Face à la Norvège, Emerse Faé avait pourtant réussi son premier pari. Menés au score, les Éléphants ont retrouvé de l'allant grâce à l'entrée d'Amad Diallo, dont l'impact offensif a permis à la Côte d'Ivoire d'égaliser et de reprendre confiance. À cet instant, le match semblait avoir basculé en faveur des Ivoiriens. Les Éléphants dominaient les débats, monopolisaient le ballon et donnaient l'impression d'être les plus proches d'inscrire le but victorieux.
C'est précisément à ce moment que le sélectionneur ivoirien a brouillé son propre plan de jeu. En décidant de sortir Chris Inao, l'un des rares milieux capables de casser les lignes, de récupérer les ballons et de maintenir l'intensité au cœur du jeu, il a privé son équipe de son principal point d'équilibre. Ibrahim Sangaré et Franck Kessié, déjà éprouvés physiquement, se sont retrouvés livrés à eux-mêmes. Le bloc ivoirien s'est progressivement étiré, les espaces sont apparus et la Norvège a repris confiance avant de porter l'estocade en fin de rencontre. Ce coaching, loin d'apporter de la fraîcheur, a désorganisé une équipe qui maîtrisait pourtant son sujet.
Pape Thiaw a commis une erreur du même ordre contre la Belgique. Avec deux buts d'avance et une équipe belge incapable de créer le danger, le Sénégal semblait filer tranquillement vers les huitièmes de finale. Pourtant, le technicien sénégalais a choisi de sortir Pape Guèye, véritable sentinelle de son entrejeu. Le milieu de terrain, dont les gestes de frustration ont immédiatement traduit son incompréhension, assurait jusque-là l'équilibre défensif et la première relance.

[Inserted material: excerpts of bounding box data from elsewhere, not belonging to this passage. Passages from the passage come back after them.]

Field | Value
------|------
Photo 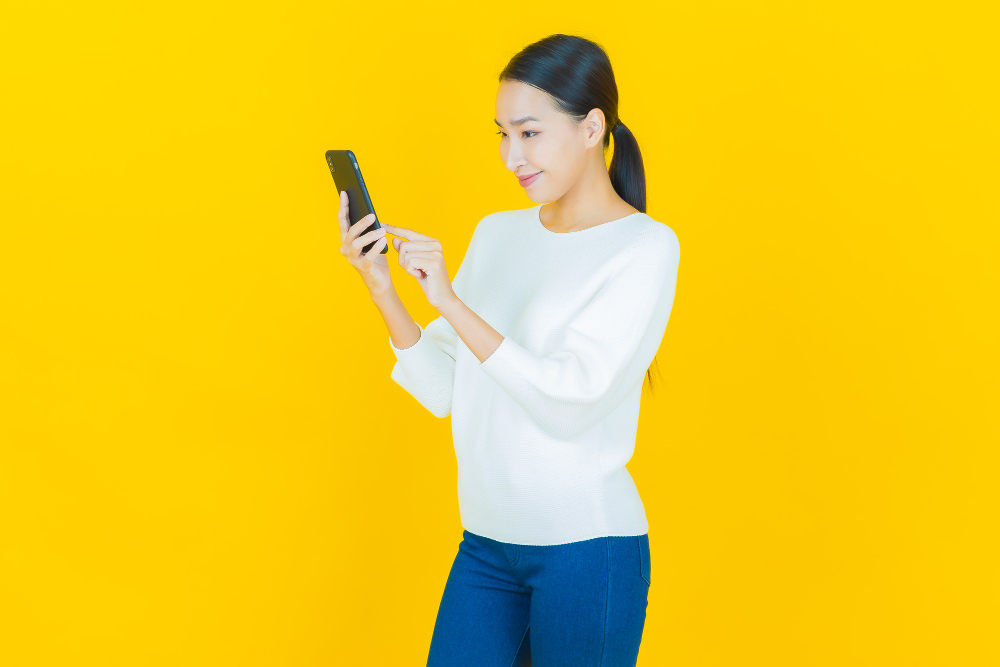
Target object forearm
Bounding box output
[371,288,420,349]
[437,297,503,362]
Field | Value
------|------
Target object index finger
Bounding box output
[378,221,434,241]
[337,190,351,243]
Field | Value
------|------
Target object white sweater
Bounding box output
[389,204,680,545]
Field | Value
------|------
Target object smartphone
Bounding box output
[326,151,389,255]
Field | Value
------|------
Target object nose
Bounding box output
[503,148,524,172]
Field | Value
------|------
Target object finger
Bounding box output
[406,257,438,277]
[345,213,375,243]
[337,190,351,243]
[390,239,442,252]
[361,236,386,269]
[350,229,385,259]
[379,222,434,241]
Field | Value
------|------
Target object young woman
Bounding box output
[340,34,680,667]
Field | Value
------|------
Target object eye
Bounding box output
[497,130,538,139]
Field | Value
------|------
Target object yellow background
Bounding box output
[0,2,1000,667]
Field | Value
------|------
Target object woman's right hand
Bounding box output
[338,191,392,296]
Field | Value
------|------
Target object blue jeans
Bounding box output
[427,530,650,667]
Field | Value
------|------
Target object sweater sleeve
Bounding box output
[389,221,482,418]
[480,227,680,439]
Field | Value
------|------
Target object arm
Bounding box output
[442,230,680,439]
[373,219,479,417]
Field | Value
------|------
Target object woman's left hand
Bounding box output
[379,220,456,308]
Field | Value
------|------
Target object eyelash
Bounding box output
[497,130,538,139]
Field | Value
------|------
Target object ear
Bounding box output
[583,109,608,148]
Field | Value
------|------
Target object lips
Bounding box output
[517,171,542,187]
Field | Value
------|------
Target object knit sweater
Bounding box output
[389,204,680,545]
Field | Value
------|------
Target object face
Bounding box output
[496,81,604,202]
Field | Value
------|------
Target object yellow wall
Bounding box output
[0,2,1000,667]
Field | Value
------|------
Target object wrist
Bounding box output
[434,296,465,319]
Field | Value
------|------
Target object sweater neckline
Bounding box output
[532,204,642,236]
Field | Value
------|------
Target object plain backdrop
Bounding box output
[0,1,1000,667]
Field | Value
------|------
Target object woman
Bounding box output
[340,34,680,667]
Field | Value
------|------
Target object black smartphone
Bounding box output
[326,151,389,255]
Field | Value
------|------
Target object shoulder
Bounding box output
[631,213,681,259]
[472,208,534,245]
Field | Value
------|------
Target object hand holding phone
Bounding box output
[326,150,389,255]
[337,187,392,296]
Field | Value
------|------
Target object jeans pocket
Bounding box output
[638,533,650,586]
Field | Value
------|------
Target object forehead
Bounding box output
[496,81,555,125]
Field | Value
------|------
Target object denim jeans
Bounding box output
[427,530,650,667]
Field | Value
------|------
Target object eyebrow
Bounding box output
[493,116,541,127]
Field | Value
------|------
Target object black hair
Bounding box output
[500,33,656,391]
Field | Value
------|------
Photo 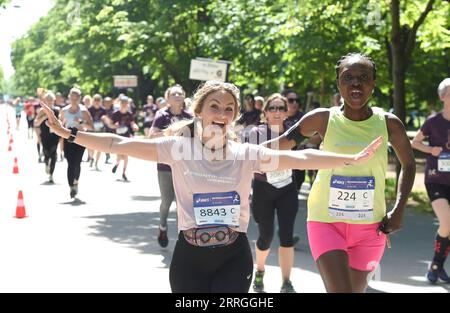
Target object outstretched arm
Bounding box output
[382,114,416,233]
[262,108,329,150]
[411,130,443,157]
[41,103,158,161]
[261,137,382,172]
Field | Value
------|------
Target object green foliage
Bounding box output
[12,0,450,111]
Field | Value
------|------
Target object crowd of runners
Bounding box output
[3,53,450,293]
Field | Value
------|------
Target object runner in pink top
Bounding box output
[43,81,381,293]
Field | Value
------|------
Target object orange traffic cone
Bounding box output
[14,190,27,218]
[13,158,19,174]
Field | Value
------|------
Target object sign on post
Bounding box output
[189,59,230,82]
[114,75,137,88]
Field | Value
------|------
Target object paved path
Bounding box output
[0,105,450,292]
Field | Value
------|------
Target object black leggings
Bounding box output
[64,139,85,187]
[252,180,298,251]
[169,232,253,293]
[42,137,58,175]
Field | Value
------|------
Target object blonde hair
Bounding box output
[438,78,450,98]
[165,80,239,137]
[164,84,186,100]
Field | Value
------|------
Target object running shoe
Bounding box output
[253,270,265,293]
[70,186,77,198]
[158,229,169,248]
[280,279,297,293]
[427,264,450,284]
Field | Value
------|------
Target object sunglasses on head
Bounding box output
[267,105,287,112]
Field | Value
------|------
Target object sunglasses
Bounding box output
[267,106,287,112]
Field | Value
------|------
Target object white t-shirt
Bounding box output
[157,137,268,232]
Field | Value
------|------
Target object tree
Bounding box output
[12,0,450,112]
[0,66,5,93]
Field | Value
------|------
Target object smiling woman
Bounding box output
[37,81,381,293]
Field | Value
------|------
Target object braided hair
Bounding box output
[335,52,377,80]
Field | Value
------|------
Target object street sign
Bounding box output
[189,59,230,82]
[114,75,137,88]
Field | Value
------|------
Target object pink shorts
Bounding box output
[308,222,386,271]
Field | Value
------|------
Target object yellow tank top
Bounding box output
[308,107,388,224]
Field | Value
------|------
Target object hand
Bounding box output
[41,102,70,138]
[351,136,383,164]
[431,147,442,157]
[378,208,403,234]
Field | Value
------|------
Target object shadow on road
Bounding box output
[85,212,177,268]
[131,195,161,201]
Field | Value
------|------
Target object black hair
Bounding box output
[244,93,255,103]
[335,52,377,80]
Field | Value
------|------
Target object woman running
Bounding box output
[268,53,415,292]
[34,91,60,184]
[149,84,192,248]
[250,93,298,293]
[104,95,139,182]
[43,81,381,293]
[412,78,450,284]
[59,88,94,198]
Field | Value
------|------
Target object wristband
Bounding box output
[285,125,305,147]
[67,127,78,143]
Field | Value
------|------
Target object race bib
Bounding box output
[438,152,450,172]
[193,191,241,227]
[94,121,103,131]
[266,170,292,188]
[328,175,375,221]
[116,126,128,135]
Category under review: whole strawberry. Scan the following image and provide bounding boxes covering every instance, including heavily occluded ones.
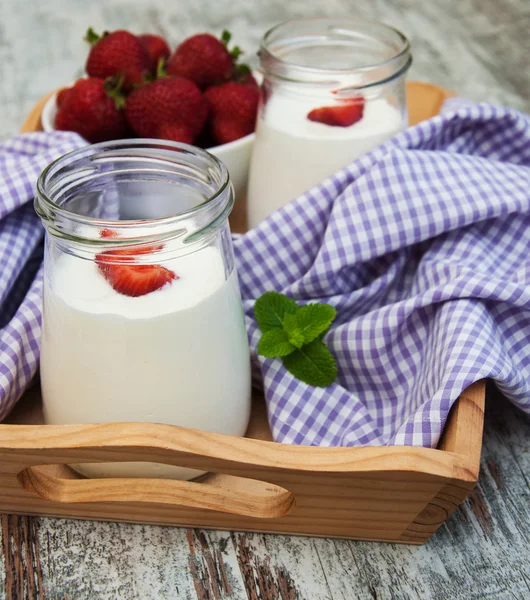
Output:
[125,77,208,143]
[55,77,128,143]
[85,29,151,90]
[138,33,171,74]
[204,81,259,144]
[167,33,231,89]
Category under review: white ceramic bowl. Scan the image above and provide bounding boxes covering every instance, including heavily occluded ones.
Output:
[41,94,255,206]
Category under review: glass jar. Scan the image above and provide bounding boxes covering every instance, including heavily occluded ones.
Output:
[248,17,412,227]
[35,140,250,479]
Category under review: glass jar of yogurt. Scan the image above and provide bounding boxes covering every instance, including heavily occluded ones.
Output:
[248,17,412,227]
[35,140,251,479]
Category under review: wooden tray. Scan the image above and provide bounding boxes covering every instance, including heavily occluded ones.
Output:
[0,83,485,544]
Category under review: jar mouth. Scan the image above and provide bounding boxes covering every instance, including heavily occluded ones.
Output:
[35,138,230,244]
[259,17,412,89]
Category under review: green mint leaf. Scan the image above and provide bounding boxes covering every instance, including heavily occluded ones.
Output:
[282,340,337,387]
[283,309,305,348]
[258,329,296,358]
[254,292,298,333]
[295,304,337,344]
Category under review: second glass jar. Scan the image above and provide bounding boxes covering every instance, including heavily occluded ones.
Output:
[248,18,412,227]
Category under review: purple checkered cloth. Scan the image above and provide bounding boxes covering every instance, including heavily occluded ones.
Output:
[0,101,530,446]
[0,132,86,419]
[236,100,530,446]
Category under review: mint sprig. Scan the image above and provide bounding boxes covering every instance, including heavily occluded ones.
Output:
[254,292,337,387]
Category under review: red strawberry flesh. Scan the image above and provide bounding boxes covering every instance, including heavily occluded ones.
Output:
[96,244,179,297]
[167,33,233,88]
[204,82,259,144]
[85,30,151,90]
[97,264,178,298]
[55,77,128,143]
[307,98,364,127]
[125,77,208,138]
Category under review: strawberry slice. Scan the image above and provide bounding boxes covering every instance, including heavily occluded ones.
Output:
[96,244,164,269]
[97,264,175,297]
[96,244,179,297]
[99,228,118,238]
[307,98,364,127]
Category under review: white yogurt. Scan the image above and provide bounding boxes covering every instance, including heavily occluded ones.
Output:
[248,92,406,227]
[41,247,250,479]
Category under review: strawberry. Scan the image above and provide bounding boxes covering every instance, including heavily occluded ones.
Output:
[96,244,175,297]
[55,77,128,143]
[99,228,118,238]
[204,81,259,144]
[125,77,208,139]
[167,33,233,88]
[307,98,364,127]
[85,29,151,90]
[97,264,175,297]
[55,88,72,108]
[138,33,171,74]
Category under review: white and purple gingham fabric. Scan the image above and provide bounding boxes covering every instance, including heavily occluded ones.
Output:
[236,100,530,446]
[0,132,86,419]
[0,101,530,446]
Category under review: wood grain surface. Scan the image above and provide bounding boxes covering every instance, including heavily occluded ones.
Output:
[0,0,530,600]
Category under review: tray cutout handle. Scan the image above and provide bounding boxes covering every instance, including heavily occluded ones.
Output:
[17,465,296,519]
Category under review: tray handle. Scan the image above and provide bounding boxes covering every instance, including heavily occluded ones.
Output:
[17,465,296,519]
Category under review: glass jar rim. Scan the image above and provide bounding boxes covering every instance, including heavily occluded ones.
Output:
[35,138,230,243]
[258,16,412,88]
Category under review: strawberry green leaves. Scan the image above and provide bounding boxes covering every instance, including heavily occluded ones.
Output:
[254,292,337,387]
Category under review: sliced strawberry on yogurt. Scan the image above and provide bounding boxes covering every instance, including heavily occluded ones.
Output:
[103,263,179,297]
[307,98,364,127]
[96,244,179,297]
[99,227,118,238]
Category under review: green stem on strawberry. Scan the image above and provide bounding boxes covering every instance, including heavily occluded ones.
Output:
[105,75,125,110]
[85,27,107,46]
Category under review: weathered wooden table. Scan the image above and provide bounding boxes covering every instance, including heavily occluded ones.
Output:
[0,0,530,600]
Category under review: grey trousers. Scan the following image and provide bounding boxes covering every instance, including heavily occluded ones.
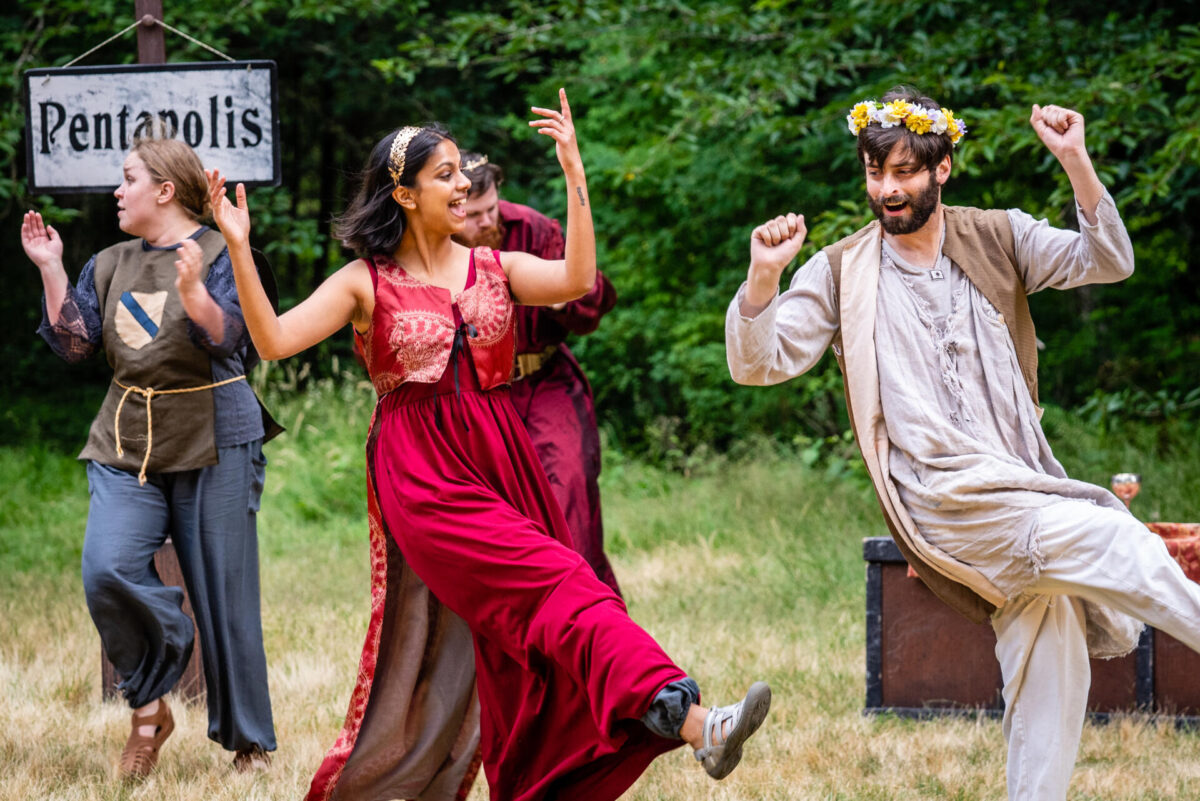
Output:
[83,440,275,751]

Son remplacement a totalement changé la physionomie du match. Le milieu sénégalais a perdu en agressivité et en maîtrise, laissant à Youri Tielemans davantage d'espace pour organiser le jeu belge. En quelques minutes, les Lions ont perdu le contrôle émotionnel et tactique de la rencontre, encaissant deux buts en trois minutes avant de s'effondrer définitivement en prolongation.
Le très haut niveau ne pardonne aucune approximation. Un sélectionneur est jugé sur sa capacité à lire les moments clés d'un match et à effectuer les ajustements appropriés. À Seattle comme ailleurs, Emerse Faé et Pape Thiaw ont, au contraire, modifié l'équilibre de leurs équipes au moment où il fallait le préserver. Leurs choix n'expliquent pas à eux seuls ces éliminations, mais ils les ont incontestablement facilitées.
À ce niveau de compétition, le coaching ne consiste pas seulement à effectuer des changements. Il s'agit de comprendre la dynamique d'un match, de protéger ses points forts et d'anticiper les réactions de l'adversaire. Sur ce point, les deux sélectionneurs africains ont manqué leur rendez-vous avec l'histoire.